CBQTが最適なプランを選択するための戦略。 有効な値:

  • auto: アダプティブ検索。 デフォルト値です。 PolarDBは、変換するクエリに基づいて線形または2パス戦略を適応的に選択します。

  • linear: リニア検索。 この戦略が使用される場合、PolarDBは各クエリが異なるアプリケーションに変換される前後の実行コストを比較し、より良い実行計画を選択します。

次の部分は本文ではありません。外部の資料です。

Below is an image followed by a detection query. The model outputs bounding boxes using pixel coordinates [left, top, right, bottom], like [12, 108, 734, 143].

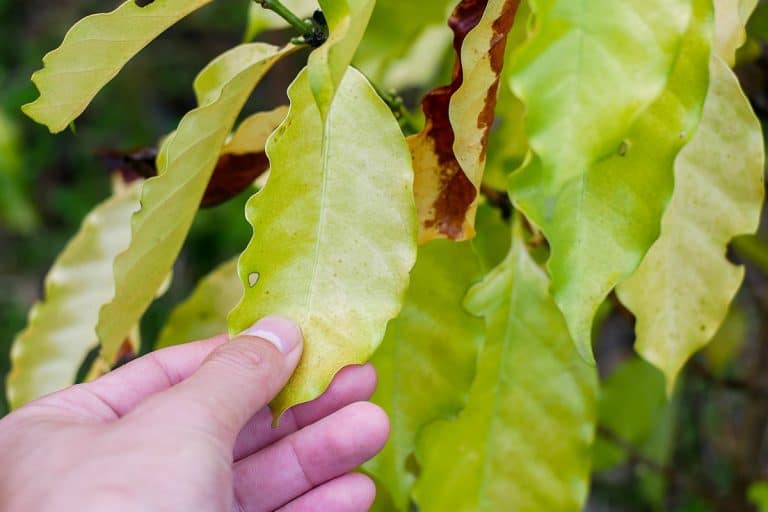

  • twoPass: 2パス検索。 この戦略を使用すると、PolarDBは、すべてのクエリが同じアプリケーションに変換された場合、またはすべてのクエリが変換されていない場合の実行コストを比較し、より適切な実行計画を選択します。

cbqt_rule_switch

グローバルとセッション

クエリ最適化機能を有効にするかどうか、およびクエリ変換を実行するかどうかを指定します。 有効な値:

  • merge_derived: コストベースのマテリアライズドテーブルのマージを有効にするかどうかを指定します。 デフォルト値: ON。

    • ON

    • OFF

  • subquery_to_derived: サブクエリからマテリアライズドテーブルへのコストベースの変換を有効にするかどうかを指定します。 デフォルト値: ON。

    • ON

    • OFF

  • unnest_subquery_by_groupby: GROUP by句を使用してコストベースの脱相関を有効にするかどうかを指定します。 デフォルト値: ON。

    • ON

    • OFF

  • unnest_subquery_by_windows: ウィンドウ関数を使用してデコリレーションを有効にするかどうかを指定します。 デフォルト値: ON。

    • ON

    • OFF

  • derived_projection_pruning: マテリアライズドテーブルのプロジェクションのプルーニングを有効にするかどうかを指定します。 デフォルト値: ON。

    • ON

    • OFF

  • cond_pushdown: 条件pushdownを有効にするかどうかを指定します。 デフォルト値: ON。

    • ON

    • OFF

  • heuristic_merge_derived: ヒューリスティックマテリアライズドテーブルのマージを有効にするかどうかを指定します。 デフォルト値: ON。

    • ON

    • OFF

  • subquery_to_semijoin: サブクエリからSEMI JOINへの変換を有効にするかどうかを指定します。 デフォルト値: ON。

    • ON

    • OFF

  • heuristic_coalesce_subquery: ヒューリスティックサブクエリの折りたたみを有効にするかどうかを指定します。 デフォルト値: ON。

    • ON

    • OFF

  • coalesce_subquery: コストベースのサブクエリフォールディングを有効にするかどうかを指定します。 デフォルト値: ON。